Nel linguaggio dei fiori, la viola del pensiero viene regalata quando si vuole essere pensati dalla persona amata. Così, per uno strano scherzo del destino, a Violette rimase solo il pensiero del suo amore per Aleksej.

 



Note dell’autrice:
Sinceramente non so cosa pensare di questa shot. Ho deciso di provare nuovi modi di scrivere, l’apertura e la chiusura sono ambientati nel “presente”, Violette si sta sposando con César.
Intanto lei ricorda la passione vissuta con un nobile russo, Aleksej.
Diventano amanti, ma Violette resta incinta. È così che si rompe definitivamente il loro rapporto.
Nonostante il loro amore possa essere stato forte, loro due hanno un carattere debole.
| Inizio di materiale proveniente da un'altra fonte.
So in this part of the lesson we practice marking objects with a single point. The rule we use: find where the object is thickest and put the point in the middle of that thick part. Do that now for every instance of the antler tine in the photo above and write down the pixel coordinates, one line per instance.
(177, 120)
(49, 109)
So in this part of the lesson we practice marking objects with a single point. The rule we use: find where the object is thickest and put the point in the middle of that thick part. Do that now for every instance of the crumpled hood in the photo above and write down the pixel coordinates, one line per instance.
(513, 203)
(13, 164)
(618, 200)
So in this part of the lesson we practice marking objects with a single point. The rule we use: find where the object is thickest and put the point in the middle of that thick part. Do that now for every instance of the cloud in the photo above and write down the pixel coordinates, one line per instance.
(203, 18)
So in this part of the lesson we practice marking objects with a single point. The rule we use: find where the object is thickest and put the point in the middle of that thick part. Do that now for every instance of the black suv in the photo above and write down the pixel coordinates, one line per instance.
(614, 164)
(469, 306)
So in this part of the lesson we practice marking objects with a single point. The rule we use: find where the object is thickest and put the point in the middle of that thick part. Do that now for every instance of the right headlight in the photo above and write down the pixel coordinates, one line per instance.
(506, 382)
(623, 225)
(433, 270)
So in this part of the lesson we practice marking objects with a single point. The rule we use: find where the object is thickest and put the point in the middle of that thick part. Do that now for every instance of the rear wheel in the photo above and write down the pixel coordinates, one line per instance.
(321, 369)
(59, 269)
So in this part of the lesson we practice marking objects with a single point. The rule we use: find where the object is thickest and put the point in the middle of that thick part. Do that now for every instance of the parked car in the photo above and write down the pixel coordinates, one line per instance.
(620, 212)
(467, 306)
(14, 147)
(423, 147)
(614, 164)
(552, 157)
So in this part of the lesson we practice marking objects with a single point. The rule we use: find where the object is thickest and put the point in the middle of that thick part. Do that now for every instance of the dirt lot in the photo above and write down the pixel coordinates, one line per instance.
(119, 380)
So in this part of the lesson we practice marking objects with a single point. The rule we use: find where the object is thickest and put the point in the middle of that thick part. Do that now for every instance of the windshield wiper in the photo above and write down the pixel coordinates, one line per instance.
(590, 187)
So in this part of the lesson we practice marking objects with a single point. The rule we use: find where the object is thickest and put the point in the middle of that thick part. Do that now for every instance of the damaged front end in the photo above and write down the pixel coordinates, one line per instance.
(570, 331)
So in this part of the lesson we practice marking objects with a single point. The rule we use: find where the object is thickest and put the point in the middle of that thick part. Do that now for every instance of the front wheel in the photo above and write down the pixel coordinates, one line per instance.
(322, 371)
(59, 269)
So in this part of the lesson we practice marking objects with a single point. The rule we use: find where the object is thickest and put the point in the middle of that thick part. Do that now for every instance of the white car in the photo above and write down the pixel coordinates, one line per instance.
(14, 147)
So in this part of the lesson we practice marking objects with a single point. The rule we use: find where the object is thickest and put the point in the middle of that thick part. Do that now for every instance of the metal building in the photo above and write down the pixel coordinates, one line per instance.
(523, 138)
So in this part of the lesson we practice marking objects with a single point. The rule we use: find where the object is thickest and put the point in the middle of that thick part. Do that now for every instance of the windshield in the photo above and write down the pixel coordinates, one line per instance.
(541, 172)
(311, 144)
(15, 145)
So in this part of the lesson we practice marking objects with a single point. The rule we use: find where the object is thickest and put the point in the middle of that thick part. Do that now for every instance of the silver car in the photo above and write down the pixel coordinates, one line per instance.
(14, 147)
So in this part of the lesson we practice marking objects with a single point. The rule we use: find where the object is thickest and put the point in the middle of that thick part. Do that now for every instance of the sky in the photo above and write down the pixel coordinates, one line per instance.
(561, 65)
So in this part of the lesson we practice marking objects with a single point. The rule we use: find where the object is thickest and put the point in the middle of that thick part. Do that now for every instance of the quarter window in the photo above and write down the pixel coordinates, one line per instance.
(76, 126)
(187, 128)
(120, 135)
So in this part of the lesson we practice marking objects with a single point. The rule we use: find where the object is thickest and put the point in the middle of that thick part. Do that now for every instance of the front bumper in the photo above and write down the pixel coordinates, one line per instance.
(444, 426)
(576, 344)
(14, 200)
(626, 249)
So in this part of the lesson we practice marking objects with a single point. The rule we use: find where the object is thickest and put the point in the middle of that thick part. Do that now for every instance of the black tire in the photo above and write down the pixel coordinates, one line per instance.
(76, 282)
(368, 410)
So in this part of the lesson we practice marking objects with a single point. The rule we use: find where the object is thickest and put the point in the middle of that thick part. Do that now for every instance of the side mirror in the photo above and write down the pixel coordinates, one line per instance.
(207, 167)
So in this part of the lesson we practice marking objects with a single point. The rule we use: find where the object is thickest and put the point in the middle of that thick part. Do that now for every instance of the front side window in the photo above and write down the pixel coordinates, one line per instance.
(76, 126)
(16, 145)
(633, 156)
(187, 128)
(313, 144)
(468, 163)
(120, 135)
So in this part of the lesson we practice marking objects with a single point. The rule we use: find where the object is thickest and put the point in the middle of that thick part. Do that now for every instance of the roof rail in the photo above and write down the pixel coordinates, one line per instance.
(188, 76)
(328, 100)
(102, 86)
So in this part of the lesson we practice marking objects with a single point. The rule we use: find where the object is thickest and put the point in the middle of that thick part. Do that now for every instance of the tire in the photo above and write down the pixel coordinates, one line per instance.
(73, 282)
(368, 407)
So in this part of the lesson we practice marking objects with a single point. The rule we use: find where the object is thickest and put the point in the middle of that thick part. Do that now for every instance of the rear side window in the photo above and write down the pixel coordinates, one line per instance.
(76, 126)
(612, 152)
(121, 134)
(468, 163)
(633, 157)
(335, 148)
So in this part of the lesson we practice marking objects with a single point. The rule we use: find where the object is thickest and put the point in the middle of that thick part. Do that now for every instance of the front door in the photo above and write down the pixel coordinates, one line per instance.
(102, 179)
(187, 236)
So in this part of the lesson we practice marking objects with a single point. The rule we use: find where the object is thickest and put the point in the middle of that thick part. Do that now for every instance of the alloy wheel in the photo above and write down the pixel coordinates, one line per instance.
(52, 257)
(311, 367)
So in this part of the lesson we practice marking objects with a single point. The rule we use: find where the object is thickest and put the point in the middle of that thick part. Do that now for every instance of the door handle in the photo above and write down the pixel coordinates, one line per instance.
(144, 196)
Aleksej non ha il coraggio di essere sincero e di amare alla luce del sole una donna che non appartiene alla nobiltà. Violette non ha la forza di dimenticare Aleksej e nemmeno di odiarlo, dal momento che lo ricorda ancora con nostalgia nonostante il suo comportamento.
Vediamo un po’ di dare qualche coordinata spazio-temporale: siamo in un paese di lingua francese (può essere la Francia, ma pure la Svizzera o il Belgio) in un periodo non meglio definito, io direi a cavallo tra la seconda metà del ‘600 e la prima metà del ‘700.
Questa storia è una one shot di prova, diciamo. Potrebbe essere considerato anche un capitolo pilota, nel senso che prima o poi mi piacerebbe scrivere una storia di questo genere con gli opportuni cambiamenti. Per questo mi sono mantenuta piuttosto sul vago.
Anche dal punto di vista dello stile ho provato qualcosa di nuovo: dopo tanto tempo, sono tornata a scrivere in prima persona, però l’apertura e la chiusura sono in terza. Non c’è un motivo, mi andava di farlo così.
La frase in corsivo è una specie di chiusura,  quasi come a voler dire la morale della storia XD
Grazie mille a chi leggerà questa cosa,
un bacio :)
Partecipante al contest “Introspective & Romantic indetto da Iamamorgenstern sul forum di EFP.
Storia partecipante al contest "L'amore è uno stato d'animo" indetto da Shinkari.